Note de la fic : :noel: :noel: :noel: :noel:

Adenmu : "Et Yuukan tombera..."


Par : Pseudo supprimé
Genre : Action, Fantastique
Statut : C'est compliqué



Chapitre 3 : Un mauvais rêve


Publié le 19/08/2013 à 01:11:32 par Pseudo supprimé

Marlik soupira en jetant son journal dans le feu. Déjà une semaine que le meurtre s'était produit, et pourtant ce triste événement était toujours l'objet de nombreux articles ; les gens en parlaient au marché, ou le soir, dans les tavernes. Bien sûr, les assassinats étaient monnaie courante à Ukabu Sud, certains bien plus brutaux et sanglants que celui survenu chez le vieux Lutin, mais quelque chose inquiétait les inspecteurs.

D'après les témoignages recueillis auprès des clients et des habitants alentours le lendemain du crime, ainsi que l'autopsie du joueur de Yern, Neki n'avait pas été assassiné par un criminel classique, fût-il un bourreau expert et sans merci au service d'un grand de la pègre ukabienne. Sa méthode d'action était différente de ce qu'on connaissait dans la cité du Nord, ses gestes révélaient un entraînement tout autre que celui des grands tueurs en série de la ville. Car il s'agissait bien d'un tueur professionnel, là-dessus tout le monde était d'accord.

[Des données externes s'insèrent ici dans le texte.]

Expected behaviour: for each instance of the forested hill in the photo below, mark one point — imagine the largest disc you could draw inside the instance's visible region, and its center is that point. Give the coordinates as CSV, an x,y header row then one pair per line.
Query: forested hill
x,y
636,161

L'affaire avait subi une grosse médiatisation et bientôt de sombres rumeurs commencèrent à courir les rues. On parlait d'un attentat perpétré par l'un des Trois, les villages ennemis normalement tenus par un traité de paix. Gensou, Mahou ou Chikara ? C'était la question que tous se posaient, car il ne faisait plus aucun doute que le tueur était un de leurs soldats. Des guerriers durement entraînés et maîtrisant les techniques les plus meurtrières, des armes impitoyables aux mains des Trois. Des shinobis. Les autorités ne se risquèrent pas à donner un point de vue aussi marqué, mais à force de sous-entendus, les Ukabiens finirent vite par comprendre leur avis réel.

« L'attention est toujours focalisée sur l'affaire à ce que j'ai entendu. C'est vrai ? » questionna Patrin Offelir, un grand homme avec une moustache brune taillée en pointe et un grand chapeau à plume.
« Hélas, oui, ça va pas être bon pour les affaires de notre bon vieux Lutin.
- Ça reste à voir. Justement il se pourrait que ça soit l'inverse qui se produise. Avec cet événement, on risque d'être envahis de curieux bavards et bruyants »
Marlik sourit amèrement. Le « Comptoir du Lutin » devait rouvrir le soir même, mais chacun se demandait si l'assemblée pourrait retrouver sa joyeuse insouciance lors des nuits passées chez le vieil homme.

Celui-ci semblait profondément choqué par ce qui s'était déroulé dans son établissement. Il dormait peu, et d'un sommeil perturbé, ne mangeait quasiment pas et passait de longues heures dans son fauteuil à marmotter des choses incompréhensibles. Ses amis se relayaient auprès de lui et c'était Belk qui était actuellement avec le vieillard dans la cuisine. Ces deux derniers jours son état s'était cependant amélioré et, si il ne parlait toujours à personne d'autre qu'à lui-même, il répondait parfois par de brefs signes avant de replonger dans ses marmonnements angoissés. C'est ainsi qu'il avait fait savoir son voeu de reprendre du service ce soir-là. Akem et quelques uns de sa bande avaient promis de l'aider.

Dans la salle de restauration se trouvaient donc Marlik et Patrin, mais aussi Remin et les deux vieilles soeurs Arghat et Meria.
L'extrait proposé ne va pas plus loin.